To quote machine learning pioneer Stuart Russell: “I don’t think deep learning evolves into AGI. Artificial General Intelligence is not going to be reached by just having bigger deep learning networks and more data…
Deep learning systems don’t know anything, they can’t reason, and they can’t accumulate knowledge, they can’t apply what they learned in one context to solve problems in another context etc. And these are just elementary things that humans do all the time.”
Machine learning capabilities are narrow. An ML algorithm may be able to achieve better-than-human performance but only on exceedingly specific tasks and only after immensely expensive training.
Recommendation engines, fraud detection, spam filtering, malware threat detection, business process automation (BPA), predictive maintenance, customer behavior analytics, and business operational patterns are common use cases for ML.
Many of today's leading companies, such as Apple, Microsoft, Facebook, Google, Amazon, Netflix, Uber, Alibaba, Baidu, Tencent, etc., make Deep ML a central part of their operations.
Deep learning is a type of machine learning and artificial intelligence that imitates the human brain. Deep learning is a core of data science, which includes statistics and predictive modeling. At its simplest, deep learning is a way to automate predictive analytics, which algorithms are stacked in a hierarchy of increasing complexity and abstraction. Unable to understand the concept of things, as feature sets, a computer program that uses DL algorithms should be shown a training set and sort through millions of videos, audios, words or images, patterns of data/pixels in the digital data, to label/classify the things.

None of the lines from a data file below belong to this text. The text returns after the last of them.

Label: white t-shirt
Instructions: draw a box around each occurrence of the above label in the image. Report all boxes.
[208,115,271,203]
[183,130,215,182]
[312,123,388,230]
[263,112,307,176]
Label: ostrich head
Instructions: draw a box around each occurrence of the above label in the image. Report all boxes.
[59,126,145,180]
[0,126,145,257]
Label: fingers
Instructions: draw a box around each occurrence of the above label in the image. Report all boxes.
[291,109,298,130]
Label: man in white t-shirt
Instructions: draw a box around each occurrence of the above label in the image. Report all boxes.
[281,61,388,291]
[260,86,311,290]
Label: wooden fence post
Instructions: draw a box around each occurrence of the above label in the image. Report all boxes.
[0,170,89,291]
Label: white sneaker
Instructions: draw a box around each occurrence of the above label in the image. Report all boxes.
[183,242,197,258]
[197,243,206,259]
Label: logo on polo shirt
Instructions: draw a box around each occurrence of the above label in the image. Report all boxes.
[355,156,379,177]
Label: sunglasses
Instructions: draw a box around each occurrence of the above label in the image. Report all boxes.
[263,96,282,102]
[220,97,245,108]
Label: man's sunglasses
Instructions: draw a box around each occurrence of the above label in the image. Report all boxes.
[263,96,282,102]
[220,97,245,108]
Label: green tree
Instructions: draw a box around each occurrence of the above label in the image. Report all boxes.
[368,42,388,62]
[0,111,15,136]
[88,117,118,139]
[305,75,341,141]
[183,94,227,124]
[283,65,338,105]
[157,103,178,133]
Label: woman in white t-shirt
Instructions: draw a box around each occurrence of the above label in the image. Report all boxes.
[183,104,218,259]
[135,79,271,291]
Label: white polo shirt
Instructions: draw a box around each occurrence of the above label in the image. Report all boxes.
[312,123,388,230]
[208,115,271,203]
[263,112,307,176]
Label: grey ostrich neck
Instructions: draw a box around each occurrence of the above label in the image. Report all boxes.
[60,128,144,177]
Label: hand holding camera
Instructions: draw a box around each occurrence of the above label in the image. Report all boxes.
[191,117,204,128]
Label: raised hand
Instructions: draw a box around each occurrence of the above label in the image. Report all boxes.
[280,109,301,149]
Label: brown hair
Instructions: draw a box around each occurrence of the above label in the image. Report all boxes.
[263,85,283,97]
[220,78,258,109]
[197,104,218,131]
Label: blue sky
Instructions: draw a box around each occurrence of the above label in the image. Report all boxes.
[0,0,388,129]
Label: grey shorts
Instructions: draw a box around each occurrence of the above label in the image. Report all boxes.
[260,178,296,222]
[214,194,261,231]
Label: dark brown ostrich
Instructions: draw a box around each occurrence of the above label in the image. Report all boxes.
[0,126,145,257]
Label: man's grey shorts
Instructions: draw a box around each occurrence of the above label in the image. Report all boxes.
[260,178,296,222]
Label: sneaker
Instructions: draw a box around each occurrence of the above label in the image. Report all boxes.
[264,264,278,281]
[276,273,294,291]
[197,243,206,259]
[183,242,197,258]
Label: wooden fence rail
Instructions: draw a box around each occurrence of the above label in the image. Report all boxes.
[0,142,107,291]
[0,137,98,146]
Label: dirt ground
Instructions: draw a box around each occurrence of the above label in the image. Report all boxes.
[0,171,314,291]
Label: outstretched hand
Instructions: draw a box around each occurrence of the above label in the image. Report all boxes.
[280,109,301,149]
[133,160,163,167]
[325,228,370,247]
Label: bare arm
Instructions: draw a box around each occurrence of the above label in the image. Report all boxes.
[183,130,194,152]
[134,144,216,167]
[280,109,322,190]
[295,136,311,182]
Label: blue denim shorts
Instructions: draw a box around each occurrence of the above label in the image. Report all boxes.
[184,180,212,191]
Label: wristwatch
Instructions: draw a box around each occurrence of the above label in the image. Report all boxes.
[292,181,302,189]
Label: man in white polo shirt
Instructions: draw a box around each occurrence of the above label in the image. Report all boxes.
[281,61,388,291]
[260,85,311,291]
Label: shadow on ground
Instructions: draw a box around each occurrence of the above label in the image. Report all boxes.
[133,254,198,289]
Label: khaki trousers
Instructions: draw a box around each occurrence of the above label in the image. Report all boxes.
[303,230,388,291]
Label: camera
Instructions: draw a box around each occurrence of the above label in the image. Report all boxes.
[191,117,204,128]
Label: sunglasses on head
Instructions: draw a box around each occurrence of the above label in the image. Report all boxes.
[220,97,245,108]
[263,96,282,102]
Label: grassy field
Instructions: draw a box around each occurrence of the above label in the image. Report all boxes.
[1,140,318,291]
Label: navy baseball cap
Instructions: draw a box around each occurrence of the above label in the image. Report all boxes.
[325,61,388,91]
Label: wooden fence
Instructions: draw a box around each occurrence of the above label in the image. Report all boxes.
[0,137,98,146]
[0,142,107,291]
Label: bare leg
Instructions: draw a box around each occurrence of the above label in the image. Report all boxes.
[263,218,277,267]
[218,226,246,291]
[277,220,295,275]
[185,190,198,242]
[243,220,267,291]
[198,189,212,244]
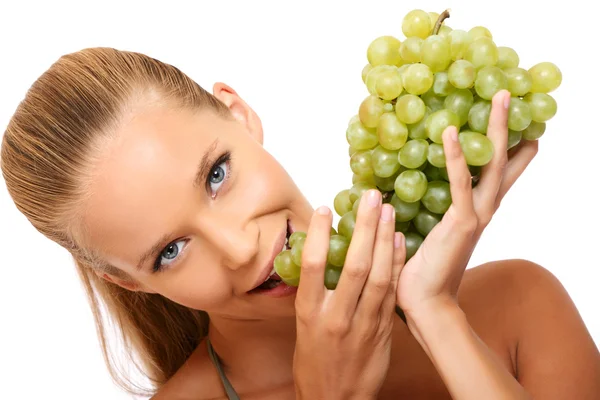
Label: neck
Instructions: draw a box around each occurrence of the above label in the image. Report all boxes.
[208,316,296,384]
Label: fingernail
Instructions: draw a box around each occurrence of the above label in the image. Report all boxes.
[317,206,329,215]
[504,91,510,108]
[369,189,381,207]
[394,232,402,249]
[381,204,395,222]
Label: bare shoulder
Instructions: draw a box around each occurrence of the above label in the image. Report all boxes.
[459,260,600,399]
[152,342,227,400]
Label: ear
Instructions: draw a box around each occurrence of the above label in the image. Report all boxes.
[213,82,263,144]
[94,270,155,293]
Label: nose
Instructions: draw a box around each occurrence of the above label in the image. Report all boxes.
[200,215,260,270]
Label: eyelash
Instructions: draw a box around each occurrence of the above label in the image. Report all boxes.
[152,151,231,272]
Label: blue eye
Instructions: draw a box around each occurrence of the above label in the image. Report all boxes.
[208,161,228,192]
[154,240,186,272]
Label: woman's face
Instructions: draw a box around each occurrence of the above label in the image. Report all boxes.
[77,86,312,318]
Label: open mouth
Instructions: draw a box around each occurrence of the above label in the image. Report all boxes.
[248,221,293,293]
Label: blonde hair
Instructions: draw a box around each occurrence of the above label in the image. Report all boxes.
[0,48,230,395]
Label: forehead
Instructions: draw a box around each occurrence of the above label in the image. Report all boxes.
[82,105,227,269]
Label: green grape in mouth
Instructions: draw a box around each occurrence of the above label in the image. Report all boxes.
[275,10,562,304]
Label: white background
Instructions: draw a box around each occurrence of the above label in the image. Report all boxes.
[0,0,600,400]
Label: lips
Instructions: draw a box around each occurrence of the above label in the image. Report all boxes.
[248,221,293,293]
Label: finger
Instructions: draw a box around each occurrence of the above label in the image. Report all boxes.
[475,90,510,203]
[442,126,473,219]
[381,232,406,322]
[496,140,538,202]
[333,189,381,318]
[356,204,396,321]
[296,206,332,311]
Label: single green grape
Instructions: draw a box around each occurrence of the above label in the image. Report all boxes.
[421,35,452,72]
[377,112,408,150]
[290,236,306,266]
[397,139,429,169]
[425,109,461,144]
[375,69,404,100]
[438,24,452,40]
[522,121,546,140]
[273,250,301,284]
[394,169,427,203]
[421,87,444,112]
[508,97,531,131]
[428,71,456,97]
[361,64,373,83]
[458,131,494,166]
[423,163,443,182]
[407,106,433,139]
[504,67,532,97]
[348,174,375,187]
[371,146,406,178]
[529,61,562,93]
[395,94,425,124]
[365,65,399,95]
[465,36,498,69]
[332,189,352,217]
[448,60,477,89]
[444,89,474,126]
[421,180,452,214]
[346,121,379,150]
[338,211,356,239]
[475,66,508,100]
[358,95,384,128]
[404,231,425,261]
[346,181,377,205]
[402,10,433,39]
[496,46,520,69]
[467,100,492,133]
[412,208,442,237]
[350,150,373,176]
[327,235,350,268]
[367,36,402,66]
[523,93,558,122]
[400,36,423,63]
[427,143,446,168]
[375,170,406,192]
[506,130,531,150]
[469,26,493,41]
[288,231,306,248]
[448,29,471,61]
[402,64,433,95]
[390,193,421,222]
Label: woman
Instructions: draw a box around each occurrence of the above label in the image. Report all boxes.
[1,48,600,399]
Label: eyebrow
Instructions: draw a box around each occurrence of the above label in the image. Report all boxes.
[136,139,219,271]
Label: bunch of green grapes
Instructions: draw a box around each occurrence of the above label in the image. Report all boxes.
[275,10,562,289]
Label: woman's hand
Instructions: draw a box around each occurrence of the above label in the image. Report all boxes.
[294,190,405,399]
[397,91,538,332]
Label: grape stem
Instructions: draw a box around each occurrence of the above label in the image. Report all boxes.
[433,8,450,35]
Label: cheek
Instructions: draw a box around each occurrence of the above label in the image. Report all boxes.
[154,268,233,311]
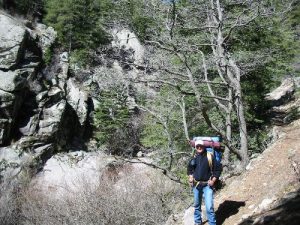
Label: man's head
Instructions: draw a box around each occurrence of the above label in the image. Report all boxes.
[195,140,205,153]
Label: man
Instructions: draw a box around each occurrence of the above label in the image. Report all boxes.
[187,140,222,225]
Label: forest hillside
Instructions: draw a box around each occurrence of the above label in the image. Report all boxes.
[0,0,300,225]
[170,120,300,225]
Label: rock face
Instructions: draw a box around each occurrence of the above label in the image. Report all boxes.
[0,12,90,188]
[266,78,300,125]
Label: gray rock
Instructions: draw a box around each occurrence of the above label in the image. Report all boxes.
[0,70,27,92]
[66,79,88,125]
[265,78,295,106]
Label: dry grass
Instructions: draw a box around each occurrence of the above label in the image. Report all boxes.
[19,165,181,225]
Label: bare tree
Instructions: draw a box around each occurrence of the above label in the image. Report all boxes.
[133,0,293,168]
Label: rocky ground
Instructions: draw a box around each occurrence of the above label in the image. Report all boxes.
[177,120,300,225]
[216,120,300,225]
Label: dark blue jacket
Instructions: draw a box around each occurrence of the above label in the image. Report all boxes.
[187,151,222,181]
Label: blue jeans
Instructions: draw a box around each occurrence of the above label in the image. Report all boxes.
[193,185,216,225]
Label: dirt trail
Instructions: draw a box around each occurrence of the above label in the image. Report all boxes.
[213,120,300,225]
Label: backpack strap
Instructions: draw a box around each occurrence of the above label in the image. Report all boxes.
[206,152,213,174]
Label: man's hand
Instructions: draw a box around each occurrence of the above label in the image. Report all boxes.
[207,177,217,187]
[189,175,194,186]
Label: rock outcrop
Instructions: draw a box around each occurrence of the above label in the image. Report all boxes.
[266,78,300,125]
[0,11,91,188]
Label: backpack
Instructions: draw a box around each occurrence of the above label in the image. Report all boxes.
[189,136,224,170]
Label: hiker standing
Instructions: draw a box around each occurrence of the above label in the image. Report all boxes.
[187,140,222,225]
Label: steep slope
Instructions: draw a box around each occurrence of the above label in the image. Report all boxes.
[215,120,300,225]
[177,120,300,225]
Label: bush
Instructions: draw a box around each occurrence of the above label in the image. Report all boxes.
[22,167,180,225]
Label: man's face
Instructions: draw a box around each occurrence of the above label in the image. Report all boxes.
[196,145,204,153]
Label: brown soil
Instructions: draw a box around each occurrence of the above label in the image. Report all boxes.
[213,120,300,225]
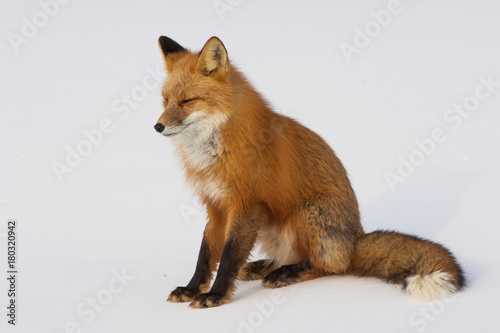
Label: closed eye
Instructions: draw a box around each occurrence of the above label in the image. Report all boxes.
[182,98,197,104]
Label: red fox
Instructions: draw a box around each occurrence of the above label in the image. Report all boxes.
[154,36,465,308]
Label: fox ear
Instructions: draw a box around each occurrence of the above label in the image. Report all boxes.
[158,36,186,58]
[197,37,229,76]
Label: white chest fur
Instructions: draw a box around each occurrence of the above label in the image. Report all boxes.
[175,111,227,170]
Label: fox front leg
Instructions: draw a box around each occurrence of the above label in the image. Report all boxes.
[189,208,263,309]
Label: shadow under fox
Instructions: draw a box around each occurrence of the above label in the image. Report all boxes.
[154,36,465,308]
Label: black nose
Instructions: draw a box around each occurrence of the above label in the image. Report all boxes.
[155,123,165,133]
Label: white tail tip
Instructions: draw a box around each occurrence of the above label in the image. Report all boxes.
[406,271,457,301]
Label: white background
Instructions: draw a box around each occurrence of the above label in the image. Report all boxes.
[0,0,500,332]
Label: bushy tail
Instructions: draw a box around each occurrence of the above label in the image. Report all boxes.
[348,231,465,301]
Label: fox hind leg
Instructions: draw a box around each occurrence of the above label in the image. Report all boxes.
[262,260,328,288]
[238,259,276,281]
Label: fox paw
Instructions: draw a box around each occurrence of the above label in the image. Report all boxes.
[167,287,200,303]
[262,265,301,288]
[189,293,229,309]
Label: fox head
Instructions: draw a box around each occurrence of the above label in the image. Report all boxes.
[154,36,233,140]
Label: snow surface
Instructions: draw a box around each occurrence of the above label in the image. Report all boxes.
[0,0,500,332]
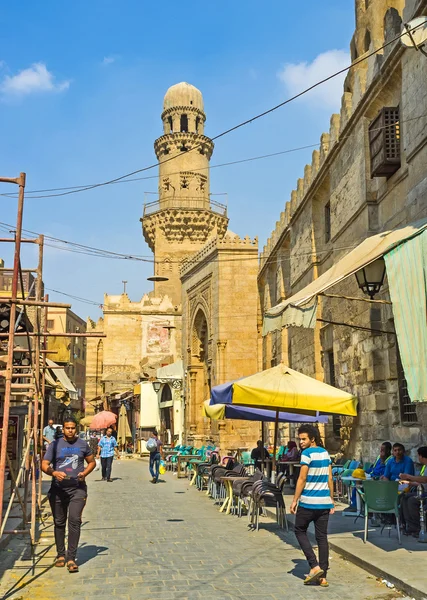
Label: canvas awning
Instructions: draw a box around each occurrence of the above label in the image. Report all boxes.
[46,358,79,400]
[263,219,427,335]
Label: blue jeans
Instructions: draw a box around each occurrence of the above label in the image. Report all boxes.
[150,452,160,481]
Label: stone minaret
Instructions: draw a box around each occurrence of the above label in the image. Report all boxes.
[142,83,228,304]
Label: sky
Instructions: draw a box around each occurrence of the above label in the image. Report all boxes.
[0,0,354,319]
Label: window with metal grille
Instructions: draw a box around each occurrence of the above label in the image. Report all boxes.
[396,339,418,423]
[325,350,341,437]
[325,202,331,243]
[369,106,400,177]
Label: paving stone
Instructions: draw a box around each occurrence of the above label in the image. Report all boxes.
[0,461,401,600]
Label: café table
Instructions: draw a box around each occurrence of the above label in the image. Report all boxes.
[188,458,206,486]
[219,475,250,515]
[176,454,192,479]
[341,475,371,518]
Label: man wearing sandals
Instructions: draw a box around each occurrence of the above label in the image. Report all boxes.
[290,425,335,587]
[42,416,96,573]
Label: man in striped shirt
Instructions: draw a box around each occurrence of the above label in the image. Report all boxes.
[290,425,335,587]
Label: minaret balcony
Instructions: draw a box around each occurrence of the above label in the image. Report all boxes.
[143,196,227,217]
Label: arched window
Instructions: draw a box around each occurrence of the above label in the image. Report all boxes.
[160,384,172,402]
[181,115,188,133]
[365,29,371,52]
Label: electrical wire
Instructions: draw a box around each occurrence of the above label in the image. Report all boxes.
[0,222,355,266]
[0,113,427,199]
[0,24,423,198]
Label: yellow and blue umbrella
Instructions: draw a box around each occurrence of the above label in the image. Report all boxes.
[211,364,357,417]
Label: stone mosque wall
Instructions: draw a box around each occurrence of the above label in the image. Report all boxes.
[258,0,427,460]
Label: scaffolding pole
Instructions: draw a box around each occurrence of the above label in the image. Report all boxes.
[0,173,106,549]
[0,173,25,527]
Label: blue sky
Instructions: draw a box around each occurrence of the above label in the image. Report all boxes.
[0,0,354,318]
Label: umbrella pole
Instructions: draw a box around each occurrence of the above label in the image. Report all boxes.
[271,410,279,483]
[261,421,265,475]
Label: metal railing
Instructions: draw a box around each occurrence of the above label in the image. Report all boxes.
[143,196,227,217]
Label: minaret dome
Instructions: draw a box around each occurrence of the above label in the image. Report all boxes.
[163,81,203,112]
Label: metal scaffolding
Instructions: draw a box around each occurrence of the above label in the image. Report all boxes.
[0,173,105,548]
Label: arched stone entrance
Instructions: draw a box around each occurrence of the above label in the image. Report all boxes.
[186,306,211,443]
[160,383,174,444]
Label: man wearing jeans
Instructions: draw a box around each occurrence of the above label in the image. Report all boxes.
[42,416,95,573]
[96,427,120,482]
[150,431,163,483]
[290,425,335,587]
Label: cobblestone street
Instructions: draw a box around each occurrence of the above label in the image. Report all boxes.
[0,460,401,600]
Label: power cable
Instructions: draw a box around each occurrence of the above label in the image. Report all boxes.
[0,24,423,198]
[0,222,362,266]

Deep learning neural networks are an advanced machine learning algorithm, known as an artificial neural network, underpinning most deep learning models, also referred to as deep neural learning or deep neural networking.
DNNs come in many architectures, recurrent neural networks, convolutional neural networks, artificial neural networks and feedforward neural networks, etc., each has benefits for specific use cases. All function in similar ways -- by feeding data in and letting the model figure out for itself whether it has made the right interpretation or decision about given data sets. Neural networks involve a trial-and-error process, so they need massive amounts of data on which to train, but deep learning models can't train on unstructured data. Most of the data humans and machines create, 80% is unstructured and unlabeled.
Today's AAI is over-focused on specific behavioral traits [BEHAVIORISM] or cognitive functions/skills/capacities/capabilities [MENTALISM], specific problem-solving in specific domains and there is still a very long way for such an AI to go in the future.
The key problem with AAI is “Will It Ever Be Possible to Create a General AI with Sentience and Conscience and Consciousness?’.
And its methodological mistake that AI starts blank, acquiring knowledge as the outside world is impressed upon it. What is known as the tabula rasa theory that any intelligence, natural or artificial, born or created "without built-in mental content, and therefore all knowledge about reality comes from experience or perception" (Aristotle, Zeno of Citium, Avicenna, Lock, psychologists and neurobiologists, and AAI/ML/DNN researchers).
Ibn Sina argued that the human intellect at birth resembled a tabula rasa, a pure potentiality that is actualized through education and comes to know". In Locke's philosophy, at birth the (human) mind is a "blank slate" without rules for processing data, and that data is added and rules for processing are formed solely by one's sensory experiences.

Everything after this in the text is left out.